March recipes: Pesto puff
In the end of this month of March you will have the recipes for a complete meal, from appetizers, to contor, to dessert., obviously according to my culinary taste =)

Pesto Puff
Pesto puff
INFORMATION
for 8 people
220 calories per serving
Difficulty Easy
Ready in 30 minutes
Vegetarian recipes
You can prepare in advance
You can eat out
INGREDIENTS
250 gr puff pastry
100 gr of pesto alla Genovese
20 gr pine nuts (1 generous tablespoon)
30 gr Pecorino Fiore Sardo type
PREPARATION
Roll out the puff pastry into a uniform thickness of a few millimeters or so, to form a square.
Sprinkle the surface of the pastry with pesto, spreading it well with the back of a spoon.
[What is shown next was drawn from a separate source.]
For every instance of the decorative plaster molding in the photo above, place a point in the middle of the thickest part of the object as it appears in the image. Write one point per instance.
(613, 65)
Combine and sprinkle the pine nuts and pecorino shavings.
Roll up the two ends toward the center, join hands and slice well with the roll thus obtained in slices an inch.
Line a baking tray with baking paper and put the puff well apart from each other. Flatten slightly with a spatula wide.
Keep the puff pastry in the refrigerator until time to cook in the oven at 200 ° C for 15 minutes.
* These delicious snacks are kept well in the refrigerator for 3-4 days. Taste them well heated in the oven.
* Alternatively they can also be frozen, to be pulled out when needed. Put them, still frozen in the oven at 200 ° C for the time necessary to make them very warm.
* This recipe can also be prepared with puff pastry ready you can buy in rolls already stretched to the supermarket, in the chiller cabinet. Even if the round is arrotolerà fine.
VEGAN OPTION
E ‘essential use of puff pastry made with vegetable margarine. Even the pitch is to be vegan. Omit finally pecorino flakes. The flavor will be much more delicate, but equally good.